NASA administrator Jim Bridenstine said Tuesday he still expected support from Russia's space corporation in its Artemis moon program despite Moscow's space chief slamming the U.S.-led lunar effort.

Bridenstine said in an interview with Reuters on Tuesday "the relationship between NASA and Roscosmos is solid" and emphasized that international partners will play a key role in NASA's plan to land humans on the lunar surface by 2024 and construct a space station orbiting the moon.

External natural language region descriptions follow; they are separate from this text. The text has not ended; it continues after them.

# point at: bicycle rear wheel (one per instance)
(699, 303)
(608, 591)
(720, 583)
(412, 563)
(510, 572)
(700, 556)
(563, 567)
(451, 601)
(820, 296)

"I've got a good relationship with Dmitri Rogozin, so I'm hopeful that there are opportunities for us to continue to collaborate," Bridenstine said, referring to the general director of Russia's state space corporation Roscosmos. But Rogozin called the moon program in an interview with Komsomolskaya Pravda on Monday a "political project" and likened it to NATO, the Western military alliance Russia has long shunned.

"With the lunar project, we are witnessing the departure of our American partners from the principles of cooperation and mutual support that have developed with the ISS," Rogozin said. "Frankly speaking, we are not interested in participating in such a project."The Trump administration in May unveiled an international pact called the Artemis Accords, aiming to leverage its existing relationships on the International Space Station and welcoming agreements with "like-minded" countries to help build a long-term presence on the moon under current international space law.

NASA expects Russia to deliver its offer of an airlock for the Lunar Gateway, a planned outpost in lunar orbit to be built by a mix of private companies and countries and a key piece to the Artemis program.

For two decades the U.S. space relationship with Russia has been largely insulated from geopolitics on Earth, party due to NASA's reliance on Soyuz launch vehicles for trips to the space station. NASA is now preparing to fly its astronauts on new space capsules from SpaceX and Boeing Co.